Oliver Jackson appears in landmark Merchant Interchange Fees CAT judgment

Cases

On Friday 27 June 2025 the Competition Appeal Tribunal (“CAT”) handed down a landmark judgment in Merchant Umbrella Interchange Fees [2025] CAT 37, deciding for the first time that the card payment schemes operated by Mastercard and Visa constitute a object infringement of Article 101(1) TFEU.

The judgment arises out of the long-running interchange fee claims against Visa and Mastercard. The proceedings involve thousands of UK and European businesses seeking compensation for losses caused by anti-competitive interchange fees, which they are required to pay to banks in order to use the Visa and Mastercard card payment schemes.
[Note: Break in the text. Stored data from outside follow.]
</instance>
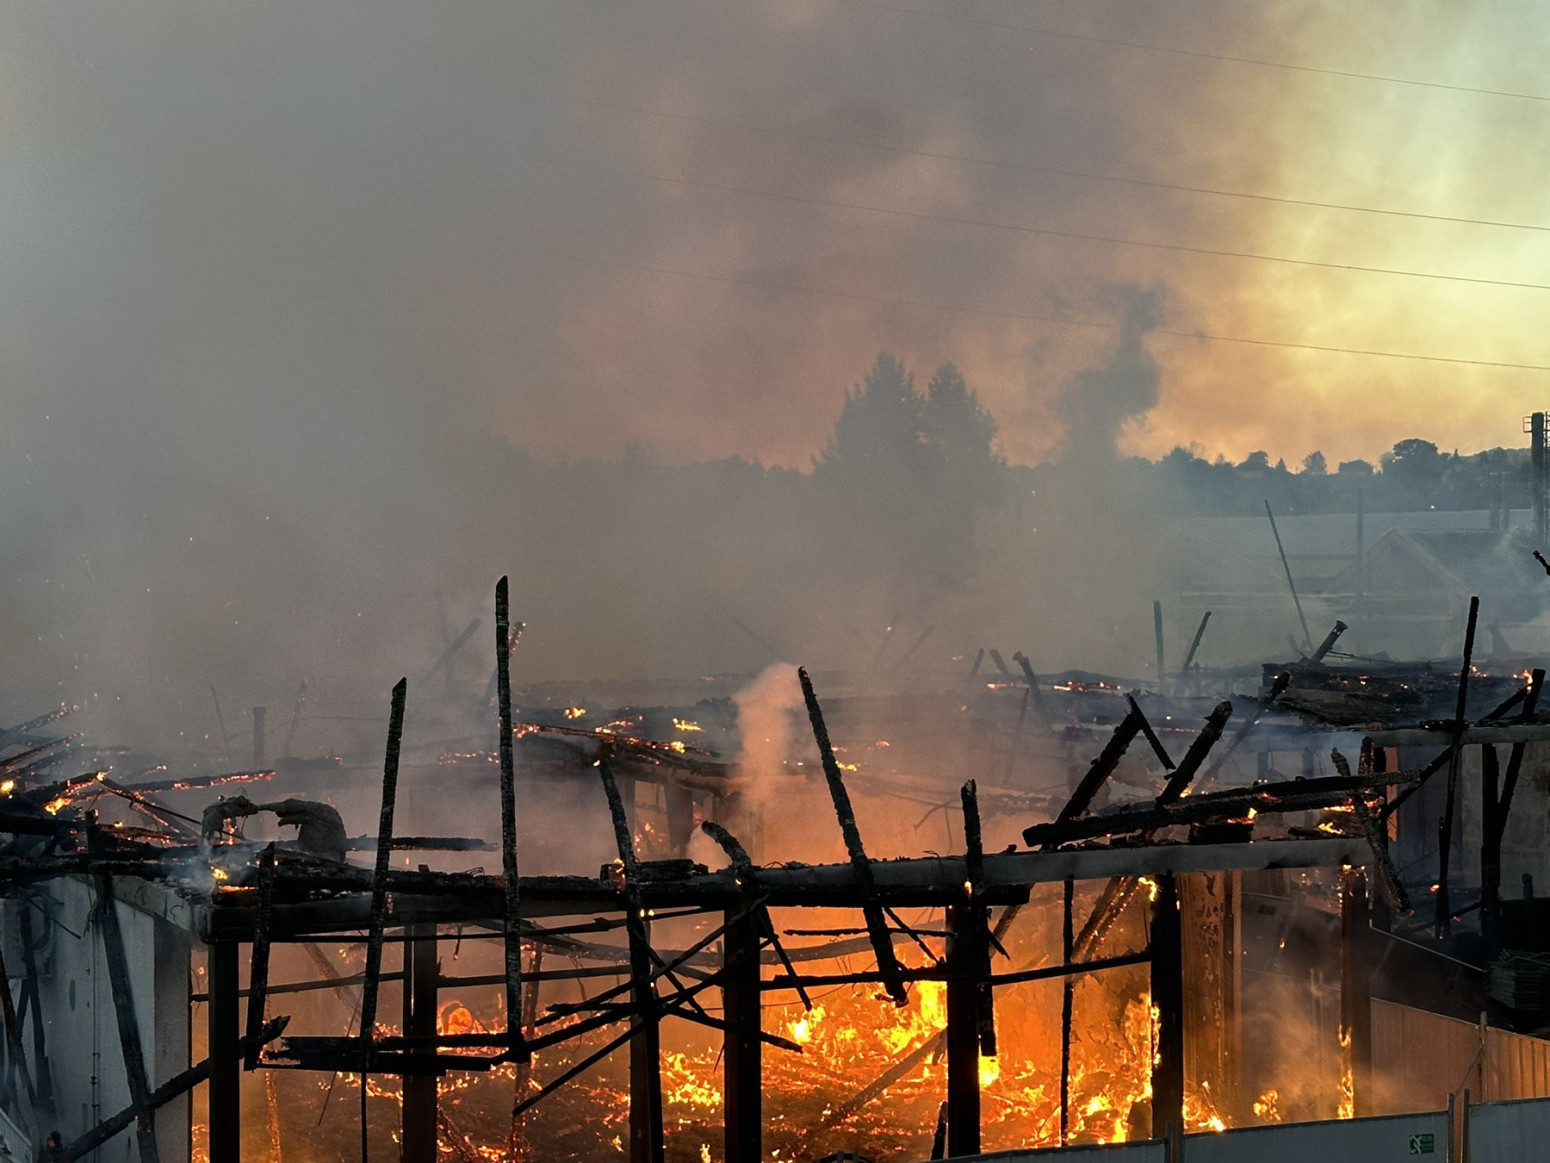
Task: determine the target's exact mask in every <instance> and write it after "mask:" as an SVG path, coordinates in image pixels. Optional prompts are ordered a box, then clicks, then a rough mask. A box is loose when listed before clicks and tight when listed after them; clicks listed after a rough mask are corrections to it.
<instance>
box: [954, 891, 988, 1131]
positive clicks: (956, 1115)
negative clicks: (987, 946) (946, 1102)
mask: <svg viewBox="0 0 1550 1163" xmlns="http://www.w3.org/2000/svg"><path fill="white" fill-rule="evenodd" d="M947 930H949V932H950V934H952V937H949V938H947V1154H949V1155H978V1154H980V983H981V980H983V974H984V961H986V955H984V943H986V930H984V916H983V915H981V912H980V909H978V907H977V906H972V904H955V906H950V907H949V909H947Z"/></svg>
Trial 1, the first of at least three trials in the proceedings, was listed to determine whether the interchange fees breached Article 101(1) TFEU.

There has been a long history of regulatory and judicial decisions against Visa and Mastercard, over more than a decade, finding that aspects of their interchange fees from time to time had an anti-competitive effect on the market in breach of Article 101(1). However in this judgment, for the first time, the CAT found that unregulated interchange fees constitute an infringement of Article 101(1) ‘by object’ – i.e. an arrangement that can be regarded, by its very nature, as harmful to normal competition.

You can read the judgment here.

Oliver Jackson appeared for the claimants, along with Kieron Beal KC from Blackstone Chambers and Philip Woolfe and Antonia Fitzpatrick from Monckton Chambers, instructed by Stephenson Harwood LLP and Scott+Scott UK LLP.